Gottlieb also conducted tests with heroin, morphine, mescaline, psilocybin, and temazepam, some of which were administered under hypnosis.
In another experiment, barbiturates were shot into a person’s arm, and when they fell asleep, an amphetamine was injected into the other arm to see if it would wake them up.
More than 7,000 veterans participated in Gottlieb’s illegal human experimentation, all without consent or prior knowledge.
Gottlieb also engaged in the same kind of activity that Stanley Lovell was doing during the war.
His main target, however, was Cuban leader Fidel Castro, whom he planned to attack using the kind of methods normally reserved for Bond villains.
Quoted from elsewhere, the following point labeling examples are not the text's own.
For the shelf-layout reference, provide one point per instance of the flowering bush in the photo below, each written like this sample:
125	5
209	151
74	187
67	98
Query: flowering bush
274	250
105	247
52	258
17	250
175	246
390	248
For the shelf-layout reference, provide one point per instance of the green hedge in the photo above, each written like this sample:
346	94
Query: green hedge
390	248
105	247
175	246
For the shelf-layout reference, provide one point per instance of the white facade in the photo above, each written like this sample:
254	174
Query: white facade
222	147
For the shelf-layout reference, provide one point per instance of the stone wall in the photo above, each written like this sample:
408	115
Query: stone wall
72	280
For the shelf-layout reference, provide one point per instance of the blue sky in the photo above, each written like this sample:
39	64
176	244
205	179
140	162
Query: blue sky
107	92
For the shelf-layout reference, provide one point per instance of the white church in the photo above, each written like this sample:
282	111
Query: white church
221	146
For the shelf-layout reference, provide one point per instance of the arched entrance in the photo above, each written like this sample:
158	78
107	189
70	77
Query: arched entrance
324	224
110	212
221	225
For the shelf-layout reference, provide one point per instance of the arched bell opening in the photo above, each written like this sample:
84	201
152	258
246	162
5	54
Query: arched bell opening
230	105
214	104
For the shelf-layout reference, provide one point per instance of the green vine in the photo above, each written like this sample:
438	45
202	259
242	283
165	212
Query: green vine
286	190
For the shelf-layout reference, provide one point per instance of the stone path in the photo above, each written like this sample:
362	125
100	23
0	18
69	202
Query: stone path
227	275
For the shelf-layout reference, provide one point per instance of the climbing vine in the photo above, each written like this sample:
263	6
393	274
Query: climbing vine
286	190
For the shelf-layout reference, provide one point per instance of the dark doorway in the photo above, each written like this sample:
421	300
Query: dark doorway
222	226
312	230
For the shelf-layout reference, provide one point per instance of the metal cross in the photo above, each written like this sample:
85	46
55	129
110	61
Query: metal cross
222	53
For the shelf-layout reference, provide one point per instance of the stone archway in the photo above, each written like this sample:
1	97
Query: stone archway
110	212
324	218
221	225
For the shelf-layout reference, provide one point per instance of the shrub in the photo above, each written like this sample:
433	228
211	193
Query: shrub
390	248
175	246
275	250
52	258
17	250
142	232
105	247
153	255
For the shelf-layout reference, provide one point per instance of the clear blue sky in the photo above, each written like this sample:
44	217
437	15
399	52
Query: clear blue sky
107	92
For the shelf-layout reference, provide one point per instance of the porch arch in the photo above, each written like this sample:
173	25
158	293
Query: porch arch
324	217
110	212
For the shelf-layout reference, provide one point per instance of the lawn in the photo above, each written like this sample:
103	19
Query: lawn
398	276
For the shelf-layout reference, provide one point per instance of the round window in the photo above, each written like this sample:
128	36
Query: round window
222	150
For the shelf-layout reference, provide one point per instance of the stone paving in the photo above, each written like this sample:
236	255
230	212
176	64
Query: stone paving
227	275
From poisoned wetsuits to exploding conch shells, Gottlieb had no shortage of ideas.
One conspiracy involves lacing Castro’s shoes with thallium salts. This is the epilator that causes his beard to fall out.
Another was to impregnate Castro’s famous cigars with a lethal dose of botulinum toxin.
Gottlieb then headed the CIA’s Technical Services Division (TSD), overseeing everything from portable key copiers to lasers that could pick up sound with just the vibration of a windowpane.
He also approved a mace or a fountain pen capable of firing nerve gas.
But for Gottlieb, as was the case with Donovan and Ravel, the rationale for these weapons, physical or psychological, was that everyone else was doing it.
As one former CIA officer told Lyle: That was the old OSS mentality. It doesn’t matter if it’s a good idea or a bad idea.
“We are at war, so anything is justified.”